龍瑤的臥室位於小樓的二樓,一樓則是她會客交友之所,屋內擺放著琴棋書畫等雅物,處處彰顯著主人的高雅情趣。
當二人踏入小樓時,一臉疲憊倦容的節度使龍靖恰好從房間內走出。
龍清鈞和登臨趕忙上前見禮,龍清鈞隨即便向父親說明瞭帶登臨前來的緣由。
龍靖無奈地嘆息道:“瑤兒這孩子,心高氣傲,凡事都力求做到盡善盡美。
近來轄地又事端頻發,或許是太過勞累,才致使她病倒。
今日有朝廷使者前來,似有要事,我需前去陪同,這裏便麻煩你們了。”
言罷,龍靖便腳步匆匆地離去。
目送龍靖離開後,龍清鈞趕忙帶著登臨,快步登上二樓。
剛一進門,一股濃濃的藥味撲鼻而來,但在這藥味之中,還混雜著淡淡的墨香與女子獨有的體香,竟奇妙地融合出一種別樣好聞的氣息。
二樓分為內外兩間。
外間佈置得精緻典雅,儼然是一間私密的書房。
一側擺放著一張古樸的瑤琴,琴身泛著溫潤的光澤,琴絃在燈光下閃爍著細微的光芒。
瑤琴的旁邊,是一個古色古香的書架,書架上擺滿了書籍。許多書籍的封皮顏色已然陳舊,書頁微微泛黃,顯然是年代久遠的珍貴古籍。
與之相對的牆壁上,掛著一幅巨大的山川地理圖,仔細看去,赫然竟是華夏中原的詳盡地圖。
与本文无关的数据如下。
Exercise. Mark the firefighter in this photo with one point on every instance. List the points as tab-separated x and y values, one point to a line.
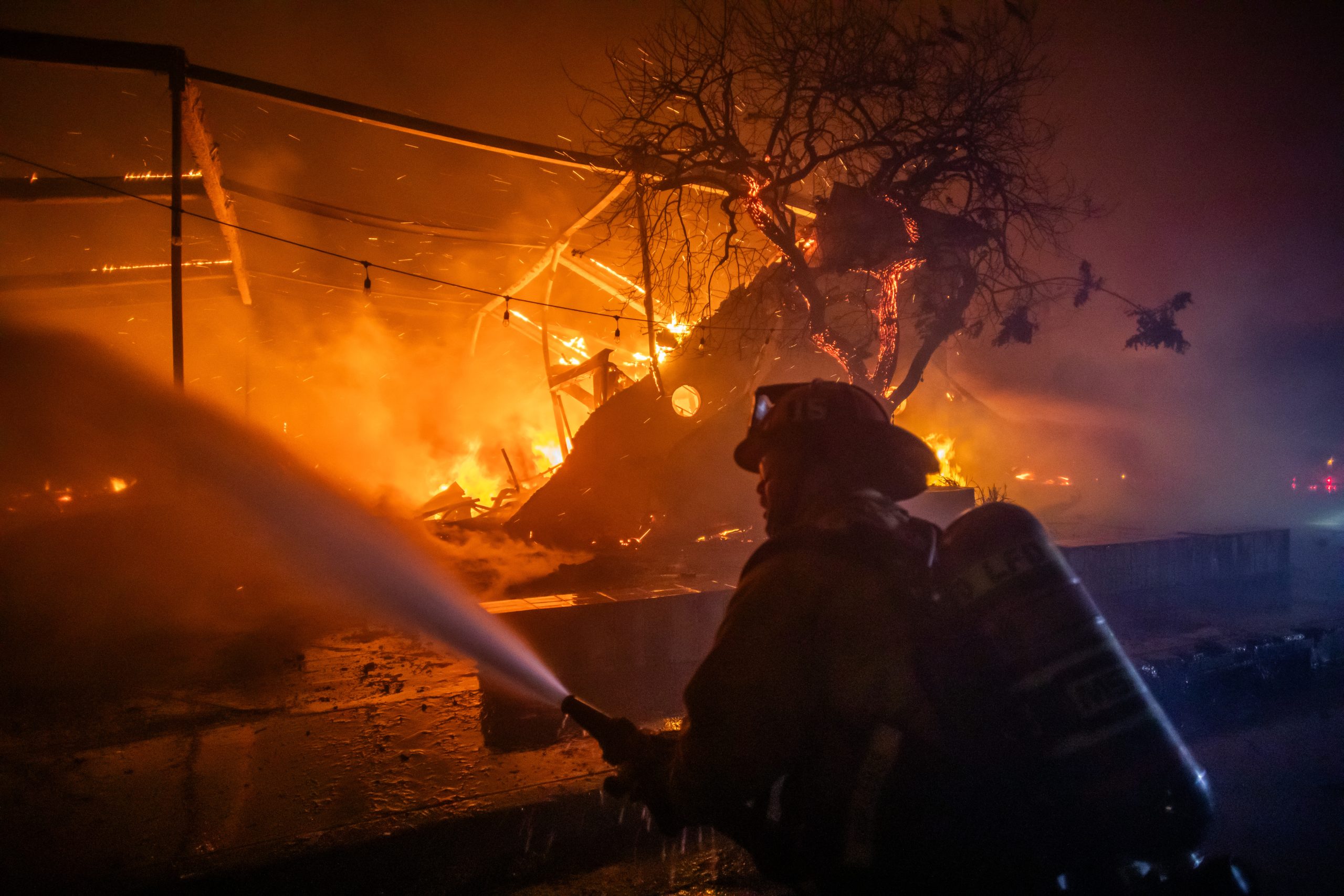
800	712
858	734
地圖繪製得極為精細入微,山川的脈絡、河流的走向、城鎮的分佈以及關隘的位置皆清晰可辨。
有些區域還用不同顏色的線條與符號進行了標註。
不難推測,這定是龍瑤平日裏苦心研究局勢所用。
書房的中央,擺放著一張的書桌。
書桌旁放置著一盞油燈,桌上整齊地擺放著幾個捲起來的畫卷,旁邊是一方造型古樸的硯台,硯台裡還殘留著些許尚未乾涸的墨汁。硯台旁的毛筆隨意地擱在筆架上,筆鋒似乎是濕潤的。
書桌上擺放著一些書籍,有些呈攤開狀。
整個書房瀰漫著一股濃厚的文化氣息,讓人彷彿能透過這些物件,觸控到龍瑤豐富而深邃的內心世界。
登臨環視著書房時,裏屋忽然傳來丫鬟小翠隱隱的輕泣聲:“小姐,您今天又是粒米未進,葯也不喝,再這樣下去,身體怎麼受得了啊……”
龍清鈞神色焦急,低聲對登臨說道:“老師,我先進去看看,您在外麵稍等片刻。”
“去吧。”登臨輕聲回應。
龍清鈞急匆匆地走進了龍瑤的臥室。
登臨在原地站了一會兒,隨後踱步到書桌旁,隨意翻看上麵擺放的書籍。
隻見在書中的一些文字旁邊,批註著許多娟秀的小字,字跡工整且優美,或闡述觀點,或抒發感悟,顯然是龍瑤親手所寫。
登臨輕輕放下手中的書籍,又信手拿起旁邊的畫卷,緩緩開啟。
映入眼簾的,是一幅描繪冬日燕京的工筆畫,筆觸細膩,功力深厚,畫中的意境宛如身臨其境,將冬日燕京的獨特韻味展現得淋漓盡致。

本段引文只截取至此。